Brexit minister Lord Frost has hit back at criticism from Sir Elton John over post-Brexit visa rules for musicians in the EU, saying the musician managed to become successful before the UK joined the bloc.
Sir Elton has previously warned of a “looming catastrophe” facing the UK music industry because of new travel restrictions on touring in the EU.
However, Lord Frost told the committee Sir Elton did not need the EU to become successful.
New rules which came into force at the beginning of the year do not guarantee visa-free travel for musicians in the EU and have prompted fears that touring artists will incur large fees in many of the countries they visit.
Lord Frost said of Sir Elton: “I can’t help noticing that he had his first hits before the UK even became a member of the European Union, so I think there’s probably more at play here than pure rules applying within the then-European Community.
“Talent is important, and that’s why we support our talented industries.”
Sir Elton revealed earlier this month he previously had a meeting with Lord Frost, his husband David Furnish and Craig Stanley, an agent at the Marshall Arts touring agency, to discuss post-Brexit touring.
In a statement to a previous meeting of the select committee, Sir Elton said: “Put bluntly, we are currently in grave danger of losing a generation of talent due to the gaping holes in the Government’s trade deal.

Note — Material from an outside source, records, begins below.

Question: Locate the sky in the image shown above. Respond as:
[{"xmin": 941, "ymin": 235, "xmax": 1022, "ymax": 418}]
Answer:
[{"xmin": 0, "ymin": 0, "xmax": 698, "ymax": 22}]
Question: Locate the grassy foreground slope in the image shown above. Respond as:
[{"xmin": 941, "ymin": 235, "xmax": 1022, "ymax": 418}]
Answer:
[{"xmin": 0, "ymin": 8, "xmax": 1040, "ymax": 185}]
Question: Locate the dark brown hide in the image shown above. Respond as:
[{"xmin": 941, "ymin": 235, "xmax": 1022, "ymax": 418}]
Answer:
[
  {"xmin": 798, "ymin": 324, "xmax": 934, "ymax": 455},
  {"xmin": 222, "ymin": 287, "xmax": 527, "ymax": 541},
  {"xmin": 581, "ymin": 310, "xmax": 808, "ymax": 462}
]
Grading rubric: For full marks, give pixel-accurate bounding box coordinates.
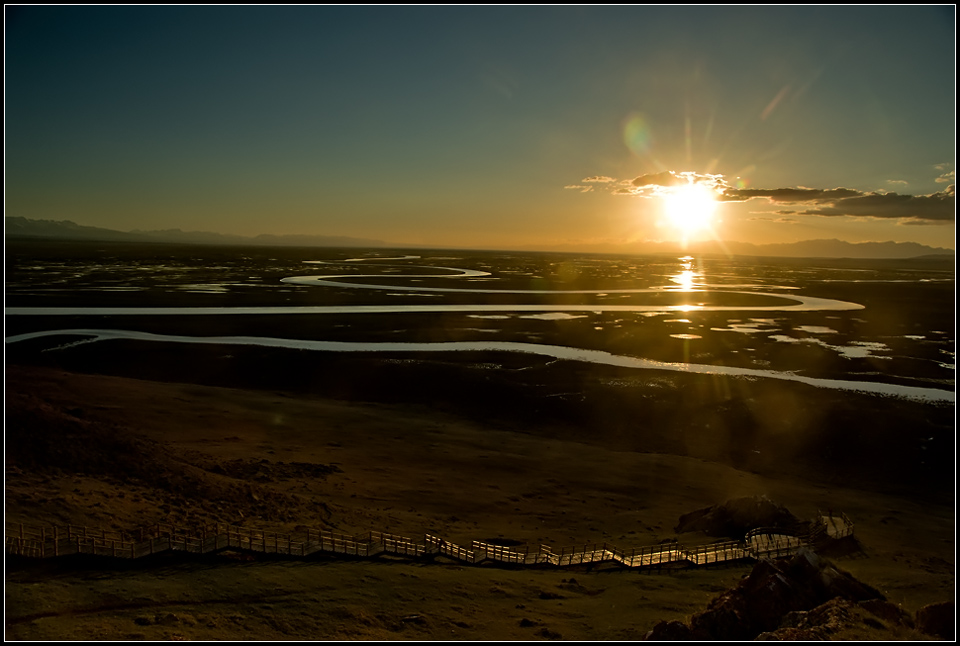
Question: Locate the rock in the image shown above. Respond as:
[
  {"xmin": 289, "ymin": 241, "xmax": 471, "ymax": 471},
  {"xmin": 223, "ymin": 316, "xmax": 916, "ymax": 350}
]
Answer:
[
  {"xmin": 860, "ymin": 599, "xmax": 914, "ymax": 628},
  {"xmin": 643, "ymin": 621, "xmax": 694, "ymax": 642},
  {"xmin": 646, "ymin": 549, "xmax": 883, "ymax": 641},
  {"xmin": 917, "ymin": 601, "xmax": 957, "ymax": 640}
]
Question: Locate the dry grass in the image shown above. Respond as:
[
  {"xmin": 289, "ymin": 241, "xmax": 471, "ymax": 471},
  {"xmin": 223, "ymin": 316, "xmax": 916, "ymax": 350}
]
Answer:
[{"xmin": 6, "ymin": 366, "xmax": 955, "ymax": 640}]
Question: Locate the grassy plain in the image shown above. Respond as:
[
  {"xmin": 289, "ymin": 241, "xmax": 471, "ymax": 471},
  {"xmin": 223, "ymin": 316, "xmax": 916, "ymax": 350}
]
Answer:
[{"xmin": 5, "ymin": 240, "xmax": 955, "ymax": 640}]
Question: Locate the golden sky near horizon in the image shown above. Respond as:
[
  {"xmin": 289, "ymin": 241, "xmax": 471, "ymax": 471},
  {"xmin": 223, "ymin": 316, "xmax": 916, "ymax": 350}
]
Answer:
[{"xmin": 6, "ymin": 6, "xmax": 956, "ymax": 249}]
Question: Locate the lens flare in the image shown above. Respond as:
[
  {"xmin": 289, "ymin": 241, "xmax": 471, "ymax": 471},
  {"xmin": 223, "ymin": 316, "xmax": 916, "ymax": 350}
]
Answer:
[{"xmin": 663, "ymin": 184, "xmax": 717, "ymax": 239}]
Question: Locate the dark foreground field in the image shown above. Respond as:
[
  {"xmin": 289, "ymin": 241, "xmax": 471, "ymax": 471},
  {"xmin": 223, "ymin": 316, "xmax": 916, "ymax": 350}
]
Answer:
[
  {"xmin": 5, "ymin": 242, "xmax": 956, "ymax": 640},
  {"xmin": 6, "ymin": 354, "xmax": 955, "ymax": 640}
]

“New and emerging artists will be unable to tour Europe freely – an essential part of their education and development – due to the prohibitive costs of visas, carnets and permits.”
More than 50 acts including Mumford & Sons, Idris Elba, Massive Attack and Fatboy Slim had also previously warned of an impending “crisis” over post-Brexit touring in the EU as part of the #LetTheMusicMove campaign.

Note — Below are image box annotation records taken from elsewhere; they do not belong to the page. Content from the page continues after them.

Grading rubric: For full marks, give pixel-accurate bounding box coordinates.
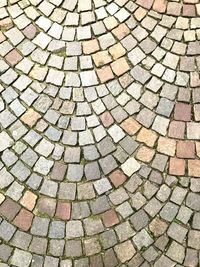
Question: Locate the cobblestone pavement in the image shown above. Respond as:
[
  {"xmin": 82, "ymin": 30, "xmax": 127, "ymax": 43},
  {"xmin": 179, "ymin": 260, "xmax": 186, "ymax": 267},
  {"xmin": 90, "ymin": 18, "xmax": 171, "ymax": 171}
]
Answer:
[{"xmin": 0, "ymin": 0, "xmax": 200, "ymax": 267}]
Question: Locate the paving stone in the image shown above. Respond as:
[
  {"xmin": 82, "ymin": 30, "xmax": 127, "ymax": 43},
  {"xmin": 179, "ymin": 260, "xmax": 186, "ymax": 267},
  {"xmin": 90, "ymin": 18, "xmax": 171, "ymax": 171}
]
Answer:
[{"xmin": 11, "ymin": 249, "xmax": 32, "ymax": 267}]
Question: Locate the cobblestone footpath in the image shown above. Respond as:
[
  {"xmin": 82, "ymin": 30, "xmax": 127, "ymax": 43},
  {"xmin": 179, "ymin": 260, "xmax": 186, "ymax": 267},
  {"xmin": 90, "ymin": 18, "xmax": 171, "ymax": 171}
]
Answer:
[{"xmin": 0, "ymin": 0, "xmax": 200, "ymax": 267}]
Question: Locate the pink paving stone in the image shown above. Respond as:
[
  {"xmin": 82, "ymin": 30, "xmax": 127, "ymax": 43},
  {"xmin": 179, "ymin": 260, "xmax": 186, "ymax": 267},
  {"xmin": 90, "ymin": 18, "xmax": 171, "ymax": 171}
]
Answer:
[
  {"xmin": 109, "ymin": 170, "xmax": 127, "ymax": 187},
  {"xmin": 183, "ymin": 5, "xmax": 196, "ymax": 17},
  {"xmin": 188, "ymin": 160, "xmax": 200, "ymax": 177},
  {"xmin": 153, "ymin": 0, "xmax": 167, "ymax": 13},
  {"xmin": 23, "ymin": 24, "xmax": 37, "ymax": 39},
  {"xmin": 174, "ymin": 102, "xmax": 192, "ymax": 121},
  {"xmin": 168, "ymin": 121, "xmax": 185, "ymax": 139},
  {"xmin": 102, "ymin": 210, "xmax": 119, "ymax": 227},
  {"xmin": 100, "ymin": 111, "xmax": 114, "ymax": 127},
  {"xmin": 169, "ymin": 158, "xmax": 185, "ymax": 175}
]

Lord Frost also told the committee the Government is hoping to “deliver results” later this year for touring musicians facing visa issues, saying resolving the situation is a “major priority” for the Government.

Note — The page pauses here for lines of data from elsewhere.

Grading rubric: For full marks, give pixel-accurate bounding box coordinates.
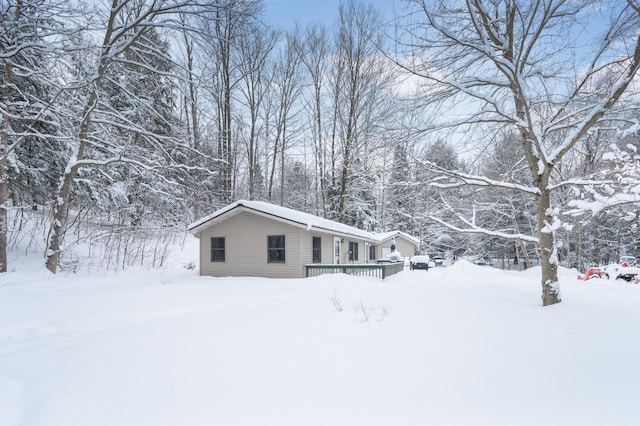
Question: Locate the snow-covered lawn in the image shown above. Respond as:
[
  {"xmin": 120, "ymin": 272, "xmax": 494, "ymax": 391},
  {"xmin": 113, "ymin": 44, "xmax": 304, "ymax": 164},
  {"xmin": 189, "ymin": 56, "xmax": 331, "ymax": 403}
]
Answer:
[{"xmin": 0, "ymin": 255, "xmax": 640, "ymax": 426}]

He added it was “impossible to be sure” whether the situation with post-Brexit touring would improve “because so much depends on the course of the pandemic”.
He added: “If we are back to normal, I very much hope that we will have had good, constructive negotiations with the seven (countries), as we understand it, who operate more restrictive rules.”
Lord Frost said he hoped they would become “much more flexible”.
He added that there had been “practical difficulties” in some areas as a consequence of the “significant” changes that had taken place as a result of Brexit.
During the hearing, Labour MP Kevin Brennan accused Lord Frost of seeking to avoid facing questions from the select committee after he cancelled an appearance before the MPs earlier this month.
Lord Frost responded: “This is my fifth select committee appearance within a month and I have got another two in the next couple of weeks, so I don’t particularly appreciate it if it’s suggested that I’m not fulfilling scrutiny responsibilities and I’m here now.”
He also told the committee the Department for Digital, Culture, Media & Sport has been “taking the lead” on resolving issues on post-Brexit travel arrangements for creative workers rather than him.
Culture minister Caroline Dinenage also told the committee that visa-free touring was now possible in 17 EU countries.
After the select committee hearing, the #LetTheMusicMove campaign group said in a statement: “Today’s select committee session will do little to soothe the growing concerns of the UK’s artists, musicians and live music businesses.
“While we continue to suffer the catastrophic impacts of Covid, many are now in open despair at the Government’s disturbing lack of urgency to address a range of Brexit-related bureaucracy and costs that will make EU touring almost prohibitively expensive and burdensome.”